Recipe: Peanut Butter Chocolate Swirl Protein Bread
Summary: I’ve been totally hooked on Jamie Eason’s Cinnamon Swirl Protein Bread since Liz gave me the recipe a few weeks ago. The kids love it too, and I’ve been making a pan every few days. I’ve modified it a bit because I don’t use alternative or artificial sweeteners; I make it without sweetening the batter and with 3 tablespoons each cinnamon and brown sugar for the ‘swirl’ topping. I’ve switched up the flavours with this variation, combining two favourites, chocolate and peanut butter for a can’t-miss combination.
If you don’t have oat flour on hand, it’s very easy to make. Simply process oats in a blender until finely ground.
Ingredients
- 1 1/2 cups oat flour
- 2 scoops vanilla whey protein power
- 1 tbsp baking powder
- 1/2 tsp salt
- 2 egg whites
- 1 cup unsweetened almond milk
- 1/3 cup apple sauce
- 1/3 cup peanut butter
- 1/3 cup brown sugar or Xylitol
- 3 tbsp unsweetened cocoa powder
Instructions
- Preheat oven to 350. Spray an 8 X 8 inch Pyrex dish with non-stick spray.

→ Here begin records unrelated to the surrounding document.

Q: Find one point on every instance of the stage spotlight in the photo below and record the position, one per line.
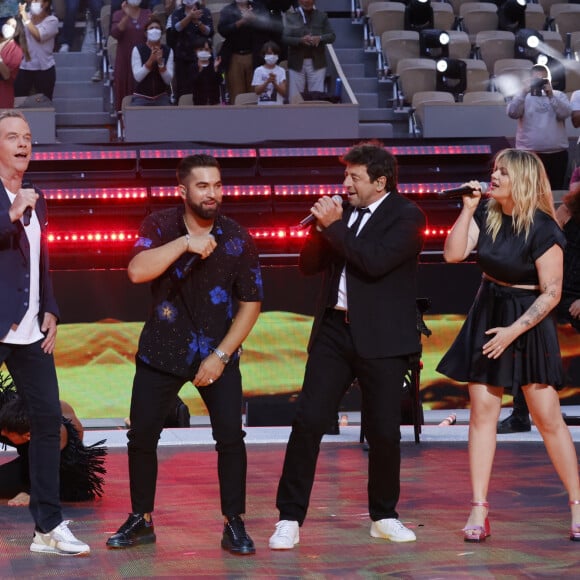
(434, 43)
(451, 76)
(418, 15)
(527, 43)
(512, 15)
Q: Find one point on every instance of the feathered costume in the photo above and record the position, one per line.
(81, 467)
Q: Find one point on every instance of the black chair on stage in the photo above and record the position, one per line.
(412, 407)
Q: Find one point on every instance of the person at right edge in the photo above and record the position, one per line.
(201, 265)
(365, 327)
(509, 339)
(568, 310)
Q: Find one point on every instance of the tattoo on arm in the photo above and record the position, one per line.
(543, 304)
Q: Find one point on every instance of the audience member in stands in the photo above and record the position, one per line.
(269, 80)
(189, 24)
(70, 16)
(11, 53)
(541, 112)
(509, 339)
(152, 65)
(245, 28)
(568, 310)
(206, 75)
(81, 467)
(128, 27)
(306, 33)
(204, 270)
(38, 73)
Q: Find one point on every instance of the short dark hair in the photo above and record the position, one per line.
(378, 161)
(14, 416)
(192, 162)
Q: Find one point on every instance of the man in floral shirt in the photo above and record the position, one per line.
(201, 265)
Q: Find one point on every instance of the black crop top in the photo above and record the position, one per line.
(511, 258)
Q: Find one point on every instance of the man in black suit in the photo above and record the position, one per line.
(365, 327)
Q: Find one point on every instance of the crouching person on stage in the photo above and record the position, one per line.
(201, 265)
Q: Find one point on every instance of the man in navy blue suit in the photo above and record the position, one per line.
(28, 318)
(365, 327)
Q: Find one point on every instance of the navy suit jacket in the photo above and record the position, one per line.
(381, 276)
(15, 267)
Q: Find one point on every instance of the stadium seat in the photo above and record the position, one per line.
(566, 18)
(416, 75)
(398, 44)
(494, 44)
(478, 16)
(386, 16)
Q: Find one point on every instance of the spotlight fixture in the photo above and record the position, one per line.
(451, 76)
(527, 44)
(418, 15)
(512, 15)
(434, 43)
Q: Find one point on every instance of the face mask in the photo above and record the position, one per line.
(36, 8)
(154, 35)
(8, 31)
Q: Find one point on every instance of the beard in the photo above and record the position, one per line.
(203, 212)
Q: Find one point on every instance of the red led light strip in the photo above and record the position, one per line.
(83, 155)
(397, 150)
(178, 153)
(124, 193)
(228, 190)
(280, 233)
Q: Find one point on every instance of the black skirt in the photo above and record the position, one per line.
(533, 358)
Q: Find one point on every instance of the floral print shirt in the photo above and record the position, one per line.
(194, 300)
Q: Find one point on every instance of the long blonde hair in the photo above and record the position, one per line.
(530, 191)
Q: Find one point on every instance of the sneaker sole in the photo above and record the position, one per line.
(138, 542)
(390, 538)
(40, 549)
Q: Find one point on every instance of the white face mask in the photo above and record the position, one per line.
(36, 8)
(8, 31)
(153, 35)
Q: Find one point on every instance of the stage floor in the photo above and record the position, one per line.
(529, 514)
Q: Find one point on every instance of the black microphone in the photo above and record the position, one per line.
(28, 211)
(457, 192)
(310, 219)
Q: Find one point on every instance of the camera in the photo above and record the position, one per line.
(536, 87)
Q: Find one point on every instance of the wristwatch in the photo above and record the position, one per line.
(225, 358)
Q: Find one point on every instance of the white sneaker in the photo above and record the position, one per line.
(392, 529)
(286, 536)
(60, 541)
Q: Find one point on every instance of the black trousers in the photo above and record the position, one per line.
(154, 394)
(332, 365)
(34, 375)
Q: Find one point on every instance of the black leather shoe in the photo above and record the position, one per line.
(514, 424)
(136, 530)
(236, 539)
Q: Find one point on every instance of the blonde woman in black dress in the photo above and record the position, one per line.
(509, 340)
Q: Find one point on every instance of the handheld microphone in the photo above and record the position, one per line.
(457, 192)
(310, 219)
(28, 211)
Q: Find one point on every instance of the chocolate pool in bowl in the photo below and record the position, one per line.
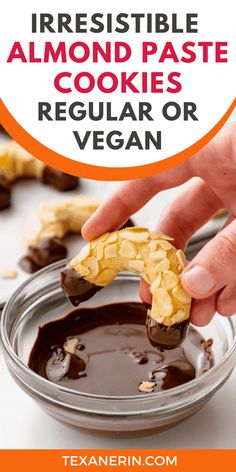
(41, 301)
(104, 350)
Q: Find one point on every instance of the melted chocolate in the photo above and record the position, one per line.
(46, 252)
(105, 350)
(5, 193)
(59, 180)
(76, 288)
(166, 337)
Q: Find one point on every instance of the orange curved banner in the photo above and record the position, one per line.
(52, 158)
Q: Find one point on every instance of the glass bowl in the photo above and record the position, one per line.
(40, 300)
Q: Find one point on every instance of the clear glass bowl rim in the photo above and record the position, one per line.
(175, 390)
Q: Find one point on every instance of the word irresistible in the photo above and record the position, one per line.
(109, 23)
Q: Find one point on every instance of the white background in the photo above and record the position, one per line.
(211, 86)
(24, 425)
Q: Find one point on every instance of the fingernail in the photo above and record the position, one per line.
(198, 280)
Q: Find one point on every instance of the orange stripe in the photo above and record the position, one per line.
(80, 169)
(52, 460)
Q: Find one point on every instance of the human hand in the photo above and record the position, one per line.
(210, 278)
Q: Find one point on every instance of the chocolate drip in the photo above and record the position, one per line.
(40, 255)
(166, 337)
(76, 288)
(59, 180)
(5, 193)
(104, 350)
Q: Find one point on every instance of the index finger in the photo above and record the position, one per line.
(130, 198)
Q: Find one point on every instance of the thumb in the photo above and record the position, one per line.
(214, 266)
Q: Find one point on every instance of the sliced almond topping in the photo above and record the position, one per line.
(147, 386)
(8, 274)
(93, 266)
(101, 238)
(136, 265)
(136, 237)
(106, 277)
(153, 245)
(158, 255)
(181, 295)
(83, 270)
(100, 250)
(181, 258)
(83, 254)
(161, 235)
(70, 345)
(169, 280)
(161, 266)
(164, 244)
(110, 251)
(162, 304)
(127, 249)
(179, 316)
(156, 283)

- In small bowl combine cocoa powder and sugar/xylitol and set aside.
- In a large bowl combine oat flour, protein powder, baking powder and salt.
- In a medium bowl combine egg whites, almond milk, apple sauce and peanut butter. Stir or whisk until smooth. Add wet ingredients to dry ingredients.
- Pour a very shallow layer of batter into the loaf pan (about 1/4 of the batter).
- Sprinkle heavily with about two thirds of the cocoa and sugar mixture. Top with remaining batter, then remaining cocoa and sugar.
- Draw a knife through the batter to marble. Bake for 24 to 28 min. Let cool for 10 min.
Preparation time: 10 minute(s)
Cooking time: 25 minute(s)

This sounds heavenly. The gluten-free oats are going in the food processor momentarily. Thanks for this!